In the beginning was the Word, and the Word was with God, and the Word was God. He was in the beginning with God. All things were made through Him, and without Him nothing was made that was made. In Him was life, and the life was the light of men. (John 1:1–4)
Today’s big question: how should we view Jesus for unity’s sake?
The church is united in Christ. Jesus is and has always been the central focus and message of the church, and our unity is based in Christ. It would not be difficult to get a room full of evangelical Christian leaders to agree that all Scripture must find its central point in the pre-eminence and supremacy of Jesus Christ, His person, and works. Most evangelicals would agree that Jesus, above all else, is central and supreme.
Why then does the church have so much trouble staying united? If our focus is on Jesus, shouldn’t the church have perfect unity? Part of the answer is found in how the church actually views Jesus. Jesus is not only the message of God’s Word, but Jesus is also the revealer of God’s Word.
This is a significant statement. Many people have accepted unity in the centrality of Christ, yet they reject the historical truth revealed to us by Christ from the very first verse of the Bible. They accept Jesus as the truth when it comes to salvation, but they don’t accept Jesus as the truth when it comes to history or many other areas the Bible addresses.

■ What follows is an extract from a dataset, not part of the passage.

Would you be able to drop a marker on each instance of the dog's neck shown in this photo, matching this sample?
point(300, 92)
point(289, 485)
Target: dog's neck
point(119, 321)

Many in the church today, particularly in relation to the history concerning the first 11 chapters of Genesis, deny the historic credibility of the revelation Jesus has given. Yet these same people want to promote unity in the centrality of Jesus. Which Jesus is our unity centered in? The Bible tells us there is only one Jesus. He is the Jesus of John 1—the Word. He is also the way, the truth, and the life (John 14:6). Concerning Himself, Jesus does not give us an option. He is the Savior and the revealer of all truth. He is not one or the other. Without Jesus, there is no revelation of salvation and no history that gives us a foundation for understanding the Gospel message.
Therefore, when talking about unity, we cannot split Christ into two. Unfortunately, many have become a divisive force in the church by placing man’s philosophies in authority over the revealer of all truth. This division has weakened the church in its task of pointing people to the Christ of the Cross.
Today’s big idea: it is inconsistent to accept Jesus as the centrality of the biblical message and not also the revealer of all biblical truth in history—even Genesis.
What to pray: commit to Jesus your acceptance of His full authority.